Mitochondria - what is it?
As many remember from the school biology course, mitochondria is one of the cellular organelles whose main function is the formation of ATP molecules in the process of cellular respiration. In addition, fatty acids are oxidized in it , a cycle of tricarboxylic acids and many other processes take place. Studies conducted at the end of the 20th century have revealed the key importance of mitochondria also in processes such as drug sensitivity, cell aging , apoptosis (programmed cell death). Accordingly, a violation of their functions leads to insufficient energy exchange, and as a result, damage and cell death. These disorders are especially pronounced in the cells of the nervous system and skeletal muscles.
Mitochondriology
Genetic studies have made it possible to determine that mitochondria have their own genome, different from the genome of the cell nucleus, and disturbances in its functioning are most often associated with mutations occurring there. All this made it possible to single out a scientific field that studies diseases associated with impaired mitochondrial functions, mitochondrial cytopathies. They can be either sporadic or congenital, inherited through the mother.
Symptomatology
Mitochondrial syndrome can manifest itself in various human systems, but the most pronounced manifestations receive neurological symptoms. This is due to the fact that nervous tissue is most susceptible to hypoxia. Hypotension, inability to adequately tolerate physical activity, various myopathies, ophthalmoparesis (paralysis of the oculomotor muscles), ptosis are characteristic signs that make it possible to suspect mitochondrial syndrome in case of skeletal muscle damage. From the nervous system, there may be stroke-like manifestations, convulsions, pyramidal disorders, mental disorders. As a rule, the mitochondrial syndrome in a child is always manifested by a developmental delay or loss of already acquired skills, psychomotor disturbances. The endocrine system does not exclude the development of diabetes, dysfunctions of the thyroid and pancreas, growth retardation, puberty. Heart lesions can develop both against the background of pathologies of other organs, and in isolation. Mitochondrial syndrome in this case is represented by cardiomyopathy.
Diagnostics
Mitochondrial diseases are most often detected during the neonatal period or in the first years of a childβs life. According to foreign studies, this pathology is diagnosed in one newborn out of 5 thousand. For diagnosis, a comprehensive clinical, genetic, instrumental, biochemical and molecular examination is carried out. To date, there are a number of methods to determine this pathology.
- Electromyography - with normal results against a background of pronounced muscle weakness in the patient, mitochondrial pathologies can be suspected.
- Lactic acidosis very often accompanies mitochondrial diseases. Of course, only his presence is not enough to make a diagnosis, but measuring the level of lactic acid in the blood after exercise can be very informative.
- Skeletal muscle biopsy and histochemical examination of the obtained biopsy is the most informative.

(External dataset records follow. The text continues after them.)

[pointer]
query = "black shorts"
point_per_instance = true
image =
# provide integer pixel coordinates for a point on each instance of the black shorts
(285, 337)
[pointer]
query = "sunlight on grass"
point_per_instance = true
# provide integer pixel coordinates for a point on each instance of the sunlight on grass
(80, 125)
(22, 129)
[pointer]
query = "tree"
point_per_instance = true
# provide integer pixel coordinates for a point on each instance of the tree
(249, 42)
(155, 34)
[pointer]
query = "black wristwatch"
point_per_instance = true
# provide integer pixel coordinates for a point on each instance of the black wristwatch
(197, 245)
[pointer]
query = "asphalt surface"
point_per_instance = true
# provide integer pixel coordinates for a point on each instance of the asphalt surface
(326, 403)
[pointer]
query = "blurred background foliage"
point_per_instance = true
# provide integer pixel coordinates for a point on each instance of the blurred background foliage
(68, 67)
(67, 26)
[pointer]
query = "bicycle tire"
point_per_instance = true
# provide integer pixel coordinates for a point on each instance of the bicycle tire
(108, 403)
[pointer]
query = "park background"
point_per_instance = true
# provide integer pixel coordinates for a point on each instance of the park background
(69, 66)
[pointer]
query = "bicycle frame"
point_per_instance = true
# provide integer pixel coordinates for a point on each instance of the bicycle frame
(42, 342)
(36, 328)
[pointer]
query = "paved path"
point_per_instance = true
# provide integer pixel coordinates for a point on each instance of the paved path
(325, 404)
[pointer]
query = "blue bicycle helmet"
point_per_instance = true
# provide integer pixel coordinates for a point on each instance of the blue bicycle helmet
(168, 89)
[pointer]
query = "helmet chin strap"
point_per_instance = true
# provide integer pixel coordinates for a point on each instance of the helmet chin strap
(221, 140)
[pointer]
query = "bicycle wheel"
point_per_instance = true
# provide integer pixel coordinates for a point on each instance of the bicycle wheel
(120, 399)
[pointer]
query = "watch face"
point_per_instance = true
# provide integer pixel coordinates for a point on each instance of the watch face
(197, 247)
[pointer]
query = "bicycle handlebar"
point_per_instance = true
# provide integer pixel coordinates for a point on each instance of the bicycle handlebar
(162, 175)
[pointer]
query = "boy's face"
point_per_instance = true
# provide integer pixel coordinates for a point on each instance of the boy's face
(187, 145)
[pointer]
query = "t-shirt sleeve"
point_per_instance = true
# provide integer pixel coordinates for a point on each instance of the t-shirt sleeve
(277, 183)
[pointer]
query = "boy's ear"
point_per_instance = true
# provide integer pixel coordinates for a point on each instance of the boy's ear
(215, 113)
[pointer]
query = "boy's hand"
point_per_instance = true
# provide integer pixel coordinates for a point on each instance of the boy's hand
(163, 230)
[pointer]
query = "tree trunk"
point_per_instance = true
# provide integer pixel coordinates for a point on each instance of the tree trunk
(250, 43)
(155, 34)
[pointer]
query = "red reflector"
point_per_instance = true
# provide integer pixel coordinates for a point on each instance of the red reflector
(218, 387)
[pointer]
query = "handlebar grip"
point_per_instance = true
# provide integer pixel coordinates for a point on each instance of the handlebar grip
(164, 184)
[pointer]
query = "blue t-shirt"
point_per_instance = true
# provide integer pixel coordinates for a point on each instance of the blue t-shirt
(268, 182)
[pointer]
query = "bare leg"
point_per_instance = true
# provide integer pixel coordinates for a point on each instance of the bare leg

- Good results show the simultaneous use of light and electron microscopy of skeletal muscles.
Mitochondrial Encephalopathy (Leu Syndrome)
One of the most common childhood diseases associated with genetic changes in mitochondria is Leah syndrome, first described in 1951. The first signs appear at the age of one to three years, but earlier manifestations are possible - in the first month of life or, conversely, after seven years. The first manifestations are delayed development, weight loss, loss of appetite, repeated vomiting. Over time, neurological symptoms join - impaired muscle tone (hypotension, dystonia, hypertonicity), cramps, impaired coordination.
The disease affects the organs of vision: atrophy of the optic nerves, retinal degeneration, oculomotor disorders develop. In most children, the disease gradually progresses, signs of pyramidal disorders increase, disorders of swallowing and respiratory function appear.
One of the children suffering from such a pathology was Pugachev Yefim, whose mitochondrial syndrome was diagnosed in 2014. His mother, Elena, asks for help from all concerned people.
Mitochondrial syndrome in a child
The forecast, unfortunately, today is most often disappointing. This is due both to the late diagnosis of the disease, the lack of detailed information about the pathogenesis, the serious condition of patients associated with the multisystem of lesions, and the lack of a single criterion for evaluating the effectiveness of therapy.
Thus, the treatment of such diseases is still under development. As a rule, it comes down to symptomatic and supportive therapy.